CESTA BÁSICA SAUDÁVEL E SUSTENTÁVEL
Enquanto é economicamente positivo para as indústrias ter seus produtos incluídos na cesta básica, o Governo não pode dizer o mesmo. Pesquisa recente da Fundação Oswaldo Cruz (Fiocruz) mostra que os ultraprocessados são responsáveis pela morte prematura de 57 mil pessoas por ano no Brasil. Além disso, outros estudos mostram que mais de R$ 3 bilhões são gastos pelo Sistema Único de Saúde (SUS) só para o tratamento de pressão alta, diabetes e obesidade. Há uma perda econômica e de mão de obra para o Estado. "É inadmissível que com as evidências científicas que temos hoje sobre os efeitos negativos do consumo de ultraprocessados ainda tenhamos uma abordagem tributária que privilegie esses produtos em detrimento de alimentos saudáveis", critica Coutinho.
A forma com que os ultraprocessados são produzidos também traz impactos para o meio ambiente. A soja, que serve de base para muitos produtos, está diretamente ligada ao desmatamento da Amazônia e do Cerrado brasileiros. Outro fator é o uso indiscriminado de agrotóxicos para o cultivo do grão, que podem causar câncer e acabam contaminando rios e lençóis freáticos. Apesar de todos esses impactos para a saúde e o meio ambiente, não existe uma política tributária que favoreça a produção de alimentos orgânicos ou agroecológicos no País, o que pode torná-la inviável para muitos agricultores. O suco de uva integral orgânico, por exemplo, chega a pagar quase quatro vezes mais tributos do que um néctar de uva ultraprocessado, que passa por muito mais etapas de processamento antes de chegar ao supermercado.
Para os especialistas ouvidos nesta reportagem, a cesta básica tem de ser repensada a fim de garantir a promoção do desenvolvimento do País e, consequentemente, da saúde e da segurança alimentar da população.

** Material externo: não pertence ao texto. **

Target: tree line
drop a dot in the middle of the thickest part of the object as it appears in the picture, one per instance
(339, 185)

Além disso, uma nova cesta básica saudável precisa ter como premissa o Guia Alimentar para a População Brasileira, publicado em 2014 pelo Ministério da Saúde. "Precisamos ter orientações e diretrizes que atendam às necessidades nutricionais atuais da nossa população e que favoreçam a saúde, não a doença. Queremos alimentos de verdade e, se possível, orgânicos e/ou agroecológicos na composição da nova cesta básica, e com preços acessíveis aos consumidores", destaca Coutinho. Os especialistas ainda defendem a necessidade de tributar de forma diferente os ultraprocessados, com o objetivo de deixá-los mais caros e fazer com que menos pessoas os comprem.
A principal conclusão do estudo é que é urgente atualizar a política tributária dos alimentos para que ela favoreça a segurança alimentar e nutricional da população. "O Brasil é um país em desenvolvimento e há muita coisa que precisa ser feita. Uma delas é pensar a cesta básica sob a ótica da cidadania, da segurança alimentar e do direito humano à alimentação. A cesta básica não é uma cesta mínima, ela tem de ser básica, mas diversificada, com opções que atendam às diversas regiões brasileiras", conclui Campos.